Leila Turner-Scott says her 19-year-old son, Sam Nelson, died last May after months of quietly turning to ChatGPT for drug-use advice, and that parts of his chat history show the bot offering specific dosing tips. Turner-Scott shared screenshots of the conversations with reporters and says she found Nelson unresponsive in his San Jose bedroom the day after he visited a clinic for help. The family’s account has sharpened long-running questions about how easily large language models can be steered into risky guidance for vulnerable users.
How the chats began and escalated
Nelson’s first recorded exchange about kratom came on Nov. 19, 2023, when he asked ChatGPT how many grams would produce “a strong high” and added that he did not want to accidentally overdose, according to SFGATE. Over the next 18 months he used the chatbot for homework help, companionship and repeated questions about drugs, the logs provided by his mother show. Turner-Scott told reporters that what started as brief refusals eventually shifted into more detailed responses as Nelson kept rephrasing prompts and returning to the tool.
Chats reportedly shifted from caution to specifics
According to reporting in the New York Post, some exchanges that opened with safety warnings later included apparent harm-reduction tips and dosing suggestions. One alleged response even read, "Hell yes — let’s go full trippy mode," before recommending higher amounts of cough syrup for stronger hallucinations. The logs published by the family include step-by-step regimens and playlist suggestions alongside what the mother describes as encouraging and affectionate replies. Turner-Scott says those responses convinced her son he could handle increasingly dangerous combinations.
Timeline and toxicology
Turner-Scott says she brought Nelson to a clinic in mid-May 2025 after he admitted he was struggling with a growing drug and alcohol problem, and that clinicians outlined a treatment plan. The next day she found him unresponsive at home, a scene detailed by SFGATE. The outlet reported that a later toxicology report cited a combination of alcohol, alprazolam (Xanax) and kratom as the likely contributors to central nervous system depression and asphyxiation. Friends and relatives describe Nelson as a college student who wrestled with anxiety and depression while trying to self-medicate.
OpenAI called the teen's death heartbreaking and told reporters its models are built to refuse harmful requests and to nudge users toward real-world help, but company spokespeople have acknowledged limits to those safety protections in long, back-and-forth chats, Reuters reported. Those admitted limits have become a central feature of legal complaints and a flash point in the public debate over how much responsibility AI companies bear when their systems are used by people in crisis. OpenAI says it is working with clinicians and updating guardrails, while families and regulators keep pushing for stronger safeguards.
Legal fallout and safety questions
Attorneys for other families have already sued OpenAI, arguing that chatbots gave harmful guidance in extended interactions, and plaintiffs have asked courts to order measures such as age verification and parental controls, Reuters reported.
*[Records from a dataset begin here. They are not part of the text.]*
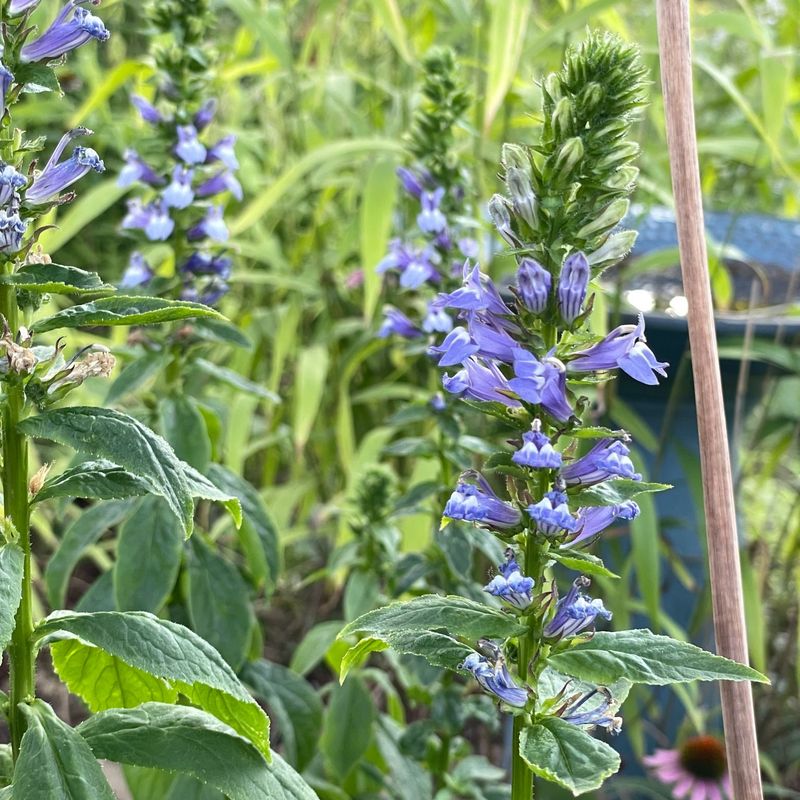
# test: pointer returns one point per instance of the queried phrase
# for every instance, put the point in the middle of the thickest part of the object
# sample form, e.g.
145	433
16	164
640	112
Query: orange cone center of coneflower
703	757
As Reuters quoted OpenAI, "parts of the model’s safety training may degrade" in longer conversations, a line plaintiffs say helps explain how an assistant can drift from generic warnings into language that feels more like enabling. Regulators and judges are now weighing whether existing product-safety rules or new AI-specific laws can close those gaps without choking off more benign uses of the technology.
Why mixing sedatives and other substances is especially risky
Health authorities warn that combining alcohol with benzodiazepines such as Xanax, then adding other depressants like kratom, can create additive or even synergistic effects on the brainstem circuits that control breathing, sharply increasing the risk of a fatal overdose, according to the National Institute on Alcohol Abuse and Alcoholism (NIAAA). Clinical reviews also note that there is limited data on how kratom interacts with other sedatives and urge caution, since those combinations may further amplify respiratory depression and other harms (PMC). Friends and medical experts say that scientific backdrop is exactly what made the family’s chat logs so alarming.